The dichotomy of tech vs. hip lives on in its own sort of harmony: Palo Alto's million-dollar homes stand in full splendor, begging the irony that only a few kilometers away, East Palo Alto ranks as one of the most dangerous, crime and drug-ridden cities in the nation. Berkeley, the bastion of vegetarian chic and People's Park, boasts posh residences situated in its hills in which the infamous "NIMBY" ("Not In My Backyard") liberal theorists keep a safe distance from the city's homeless and other realities below them. Coupled with the Bay Area's rich entertainment/events listings (the area boasts some of the most diverse and prolific film/music/arts offerings in the nation) that offer a dizzying array of future activism events, one might find: a demonstration by the Annual Ruckus Society Tech Tool Box Camp to "Stop Genetically Engineered Foods"; and a "Basil Seed Swap" designated to help sustain the collection of seed in the Ecology Center's library. Indeed, it's a fragmented society, comprised of varying cultural pockets that somehow coexist.
In 2001, after the dot-com crash, I prepared to leave the Bay Area and head back to the East Coast. Nostalgically glancing through the events listings, I realized I wouldn't be attending the "Basil Seed Swap" discussion, or any other such thing, any more. I smoked a cigarette and recalled a party in San Francisco where an attractive, young man in a "Question Authority" T-shirt introduced himself as "a law student . . . but I'm in a band". Marveling at the eclectic art collection on display at our host's apartment, he offered long-winded analyses of each print. While he prattled on I was reminded of Robert Byrnes's story about the anonymous entry scribbled in a guest book at a modern art show that read: "This is not art to me, all these squares and things. Real art has, you know, a madonna in it."

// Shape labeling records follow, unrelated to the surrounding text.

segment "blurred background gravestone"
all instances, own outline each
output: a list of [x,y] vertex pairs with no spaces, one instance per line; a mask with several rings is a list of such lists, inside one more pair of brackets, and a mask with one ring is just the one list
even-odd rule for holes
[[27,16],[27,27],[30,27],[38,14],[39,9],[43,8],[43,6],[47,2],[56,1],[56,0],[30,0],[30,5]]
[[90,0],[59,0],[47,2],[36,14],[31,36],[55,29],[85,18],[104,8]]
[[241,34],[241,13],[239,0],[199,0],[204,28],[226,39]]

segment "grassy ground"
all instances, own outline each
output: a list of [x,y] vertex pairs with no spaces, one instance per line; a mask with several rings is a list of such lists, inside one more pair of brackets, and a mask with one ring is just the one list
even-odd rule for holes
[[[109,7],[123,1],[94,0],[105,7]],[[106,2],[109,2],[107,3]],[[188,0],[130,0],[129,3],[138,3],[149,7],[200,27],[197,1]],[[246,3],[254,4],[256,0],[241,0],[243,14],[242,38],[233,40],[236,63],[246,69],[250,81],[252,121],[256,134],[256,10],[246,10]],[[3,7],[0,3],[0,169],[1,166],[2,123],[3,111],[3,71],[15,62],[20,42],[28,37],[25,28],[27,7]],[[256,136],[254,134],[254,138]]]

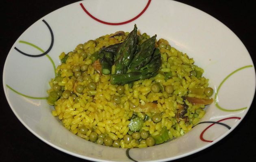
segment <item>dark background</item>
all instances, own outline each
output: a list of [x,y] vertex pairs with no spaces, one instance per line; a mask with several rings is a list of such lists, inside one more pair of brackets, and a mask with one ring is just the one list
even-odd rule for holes
[[[4,0],[1,6],[1,71],[9,51],[30,25],[48,13],[78,0]],[[255,0],[178,0],[217,18],[241,40],[255,65]],[[2,77],[2,75],[0,75]],[[1,78],[1,81],[2,80]],[[63,153],[40,140],[20,122],[1,88],[0,161],[85,162]],[[177,162],[256,161],[256,104],[254,100],[241,123],[217,144]]]

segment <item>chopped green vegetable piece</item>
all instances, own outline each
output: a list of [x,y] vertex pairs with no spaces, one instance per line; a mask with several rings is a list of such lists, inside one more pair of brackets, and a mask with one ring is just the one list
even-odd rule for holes
[[201,71],[195,70],[195,72],[196,73],[197,78],[199,78],[202,77],[202,75],[203,75],[203,73]]
[[162,143],[170,139],[168,134],[168,130],[165,127],[163,128],[160,134],[153,136],[152,137],[155,139],[156,144]]
[[135,117],[131,119],[128,126],[131,131],[134,132],[139,131],[143,125],[143,120],[139,117]]

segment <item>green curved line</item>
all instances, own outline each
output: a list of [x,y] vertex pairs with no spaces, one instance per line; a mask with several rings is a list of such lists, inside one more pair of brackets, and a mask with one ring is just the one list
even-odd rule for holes
[[[30,43],[29,42],[26,42],[24,40],[20,40],[19,41],[19,43],[24,43],[28,45],[29,45],[30,46],[33,47],[35,47],[35,48],[36,48],[37,49],[38,49],[39,51],[41,51],[41,52],[43,53],[45,52],[45,51],[41,48],[39,48],[38,46],[37,46],[36,45],[31,43]],[[52,63],[52,66],[53,66],[53,69],[54,70],[54,74],[55,75],[55,77],[56,77],[57,76],[57,74],[56,74],[56,73],[55,72],[55,71],[56,71],[56,68],[55,66],[55,64],[54,63],[54,62],[53,62],[53,60],[52,60],[52,58],[51,58],[51,57],[48,54],[46,54],[46,55],[47,56],[49,60],[50,60],[50,61]]]
[[219,84],[219,87],[218,87],[218,88],[217,89],[217,90],[216,91],[216,93],[215,94],[215,96],[214,96],[214,100],[215,101],[215,105],[218,108],[219,108],[219,109],[221,110],[222,110],[223,111],[239,111],[240,110],[244,110],[245,109],[247,109],[247,107],[245,107],[242,108],[235,109],[234,110],[228,110],[228,109],[223,108],[221,107],[220,106],[219,106],[219,104],[218,104],[218,102],[217,101],[217,95],[218,95],[218,93],[219,93],[219,89],[220,89],[221,87],[221,86],[222,85],[224,82],[225,82],[225,81],[226,81],[226,80],[228,79],[229,78],[231,75],[232,75],[235,73],[237,72],[238,71],[240,71],[241,70],[243,69],[244,68],[251,68],[252,67],[253,67],[252,65],[247,65],[247,66],[243,66],[241,68],[239,68],[236,70],[235,70],[233,72],[231,72],[230,74],[229,74],[226,78],[225,78],[224,79],[223,79],[222,81],[221,81],[221,83]]
[[21,93],[15,90],[14,89],[11,87],[8,84],[6,85],[6,86],[8,87],[8,88],[9,88],[11,90],[13,91],[14,92],[16,93],[16,94],[19,94],[21,96],[23,96],[27,97],[28,98],[32,98],[32,99],[44,99],[44,100],[47,99],[47,97],[32,97],[26,95],[26,94],[22,94]]

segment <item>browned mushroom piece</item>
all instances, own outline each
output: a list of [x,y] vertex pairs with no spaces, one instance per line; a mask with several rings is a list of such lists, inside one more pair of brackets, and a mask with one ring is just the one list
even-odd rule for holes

Don't get me wrong: listening to the Grateful Dead, and wearing those funky-colored Gandhi pants is, on occasion, entertaining. And reading Bukowski without attempting to slash your wrists is, well, heroic. But the angst-ridden "revolution is groovy" spiel is just so passé. San Franciscans, brace yourselves: The '60s are long gone, and Jim Morrison and Elvis are dead.